If you’re in the tech business, you probably think you’re above government snooping.
If you’ve been following the news lately, though, you might not realize that the NSA can and does collect vast amounts of data about your activities, from your social networks to your browsing habits.
The agency has used that data to build up databases of every single person who has ever visited a website and what they’ve done.
The data is stored on servers in Fort Meade, Maryland, and the National Security Agency’s top secret supercomputer in Fort Gordon, Georgia, and can be accessed by anyone who wants to get their hands on it.
And while it’s a fairly new phenomenon, the agency has been using this information for years to build a broad surveillance apparatus.
When you think of it, the NSA isn’t even the largest private company that collects and stores data.
Its largest customer is Google, which is known for collecting and storing a vast amount of information about its users.
And although it’s still unclear exactly how the NSA gets all of its data, the documents and documents released this week by the German newspaper Der Spiegel reveal that the agency doesn’t use a single piece of software to access the vast amount it collects.
Instead, the information that the government is getting from these companies is stored as a set of files called a SIGINT data base.
In other words, it’s not a list of URLs and search terms that can be downloaded and run by anyone.
Rather, it is a set to which the NSA has given its permission.
In many ways, that makes it a much more secure and effective collection system.
The NSA has access to a lot of information from the companies it’s using to access its data.
In a world where you have no privacy protections, this data is useful.
But in a world that requires a lot more privacy, it makes it harder for the agency to collect valuable information, like the content of emails, that might otherwise be a crime against the country.
The SIGINT program has evolved over time and its reach has expanded over time.
In the late 1980s, the government had about a billion dollars of cash in the bank, which could allow it to spend whatever it wanted on surveillance and other programs.
But by the 1990s, with the advent of the internet, that money dried up.
And then, in 2005, the US began a massive national debate about how the government should use its billions of dollars to build its own spying infrastructure.
In 2006, Congress approved legislation called the USA Freedom Act, which authorized the NSA to obtain and use a much broader range of surveillance information that it already had.

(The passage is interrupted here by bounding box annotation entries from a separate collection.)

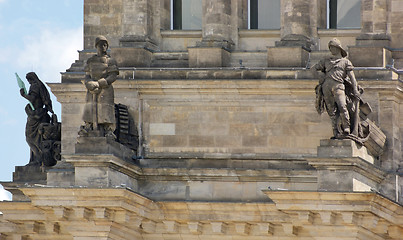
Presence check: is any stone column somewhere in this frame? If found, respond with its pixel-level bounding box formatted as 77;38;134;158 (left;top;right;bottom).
276;0;311;49
112;0;157;67
267;0;317;67
349;0;392;67
357;0;390;47
188;0;234;67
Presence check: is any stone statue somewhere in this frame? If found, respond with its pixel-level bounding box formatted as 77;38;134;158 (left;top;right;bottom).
79;36;119;138
20;72;61;166
311;38;370;143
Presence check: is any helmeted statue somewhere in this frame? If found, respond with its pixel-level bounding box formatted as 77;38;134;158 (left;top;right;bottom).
79;36;119;138
20;72;61;166
311;38;370;143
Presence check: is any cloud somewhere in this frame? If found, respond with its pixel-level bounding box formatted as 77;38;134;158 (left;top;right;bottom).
15;25;83;82
0;186;11;201
0;106;18;127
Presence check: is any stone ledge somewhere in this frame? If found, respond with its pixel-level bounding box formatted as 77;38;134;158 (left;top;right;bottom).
62;67;399;85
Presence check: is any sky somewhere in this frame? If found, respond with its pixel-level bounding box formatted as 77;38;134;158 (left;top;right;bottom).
0;0;84;200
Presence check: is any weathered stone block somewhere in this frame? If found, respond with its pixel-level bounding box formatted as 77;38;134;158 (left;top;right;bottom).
111;47;153;67
267;47;309;67
348;46;392;67
188;47;230;68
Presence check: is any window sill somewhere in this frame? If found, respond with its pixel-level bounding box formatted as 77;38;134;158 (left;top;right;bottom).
318;28;361;36
238;29;280;37
161;30;202;38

Under the legislation, the spy agency was granted unprecedented access to every single American’s internet communications.
But the NSA still had to comply with a number of rules.
It had to keep the contents of the data it was using secret, and it had to retain it for two years.
The law also prohibited the NSA from sharing its information with the foreign governments that have been the targets of American spying.
Finally, the law barred the NSA, and anyone else, from disclosing the NSA’s surveillance program to foreign intelligence agencies, the so-called Five Eyes.
But that last rule was an anomaly.
The government has been able to keep its own data secret, because it’s part of a larger surveillance program that has been overseen by a secretive, unaccountable group of bureaucrats.
When the government has a problem with one of these programs, it can simply ask a special agency called the SIGINT Automation Center, which sits in a nondescript building a couple of blocks from the White House, to find the problem and get it fixed.
The center has been tasked with tracking all the data the NSA collects, and its reports are then sent to the NSA for approval.
If that approval process takes several months, the program is put on hold and the agency is required to begin collecting data again.
But it’s also possible that a foreign government has found a way to gain access to the data that’s being collected and is using it to do harm to the US.
The problem is that these foreign intelligence requests are very hard to detect and can take months or even years to be resolved.
That’s because the US government’s ability to access foreign intelligence data depends on two things: first, that it is able to get it from one of the Five Eyes countries, and second, that the information it’s gathering isn’t being used for any other purpose.
In 2012, a new administration in Washington found itself in a similar position.
After a string of failed attempts to get information from China, the administration began looking for a way in which to get the Chinese government to comply.
They tried to persuade the Chinese, but it didn’t work.
So, the new administration, in a sense, was doing the bidding of the Chinese intelligence services.